My deepest appreciation is reserved for my family. Writing a book
is a solitary experience, and I have spent many an evening sitting at
my computer and begging words to arrange themselves on a page.
My wife and children stoically endured my absence, and their love,
patience, and understanding made this book possible.
This book is dedicated to my dear friends and colleagues,
Frederick C. Schneid and Kenneth G. Johnson, who possess all of
Kutuzov’s virtues and none of his vices.
Alexander Mikaberidze
Shreveport, Louisiana
April 28, 2022
AUTHOR’S NOTE
RUSSIANS HAVE TRADITIONALLY BEEN given a first name and their father’s
name as patronymic; thus, Mikhail Illarionovich refers to Mikhail the
son of Illarion. To make it easier for the reader, I omitted patronymic
names and used Anglicized versions of names if they had been
already established in the English-language historiography (i.e.,
Peter instead of Petr, Paul for Pavel, Catherine for Ekaterina); I do,
however, use Nikolai and Mikhail, rather than Nicholas and Michael.
Kutuzov’s last name has been spelled in a myriad of different ways—
Kutusow, Kutusoff, Koutousoff, Koutosoff, Koutouzow, Kutusov—but I
chose Kutuzov since it the version widely used today.

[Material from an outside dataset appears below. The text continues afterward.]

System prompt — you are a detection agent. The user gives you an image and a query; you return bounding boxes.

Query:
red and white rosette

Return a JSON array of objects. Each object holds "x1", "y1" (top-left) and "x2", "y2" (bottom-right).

Until 1917, Russia continued to employ the Julian Old Style
calendar that was progressively falling behind the Gregorian New
Style calendar used in the West; in the eighteenth century, it was
eleven days behind, and in the nineteenth, twelve days. In the main
text, I use the Gregorian calendar for all dates, but in references,
both Old and New Style dates are shown.
Russia’s main currency was the ruble, but estimating the income
of officials remains complicated by diverse factors. It varied
tremendously. One advertisement in 1800 offered an unmarried clerk
an annual salary of 150 rubles plus accommodation (clothing and
food). A decade later it cost almost 500 rubles a year to be a
member of the third merchant guild, which put it beyond the means
of almost all townspeople. Feeding a family of four would have cost
about 250–750 rubles a year, and if we account for costs of rent and
firewood, a small family required upward of 800 rubles per year to
lead a decent life in a town. In the military, a soldier’s annual pay
was about 10 rubles, while a junior officer’s, on average, was
twenty-five to thirty times higher. During the Napoleonic Wars,
majors earned about 500–600 rubles a year, lieutenant colonels
700–800, and colonels 1,000–1,200; general officers’ pay was, of
course, higher, 2,000–2,500 rubles for a major general and some
8,000–9,000 rubles for a field marshal. Officers holding a military
command received an additional allowance: a regimental
commander received 3,000 rubles per year, and a corps commander
10,000 rubles.
Throughout the book I variously refer to the Russian ruler as the
czar, emperor, autocrat, and sovereign. The ruler’s children held the
titles of grand prince (velikii knyaz) and grand princess (velikaya
knyazhnya), which are traditionally translated as grand duke and
grand duchess.
The Russian sovereigns had a diverse set of orders and
decorations with which to acknowledge and reward their loyal
officials and military leaders. The highest of them was the Order of
Apostle St. Andrew the First Called, established in 1698. Next in
hierarchy came the Order of St. Alexander of Neva (1725), the Order
of St. Vladimir (1782, four grades), the Order of St. Anna (created as
a dynastic order in 1735 but declared an imperial order in 1797, four
grades), and finally the Order of St. John of Jerusalem (the Maltese
Cross), which was awarded only during the reign of Emperor Paul.
As an exclusively military award, the Order of St. George (1769) was
treated differently than other decorations. The fourth and third
grades recognized military valor and were bestowed on junior
officers. The higher grades, however, were reserved for senior officer
corps only; as a rule, the second grade was granted to a
commanding officer for a victorious combat, while the first grade,
the rarest of the awards, recognized a triumph in a campaign. Thus,
while there were thousands of recipients of the two lowest grades,
only 125 earned the second grade and just 25 garnered the first
grade during the entire Russian imperial era. Only four individuals
ever earned the complete set of all four grades: Kutuzov, Mikhail
Barclay de Tolly, Ivan Paskevich, and Ivan Diebitsch.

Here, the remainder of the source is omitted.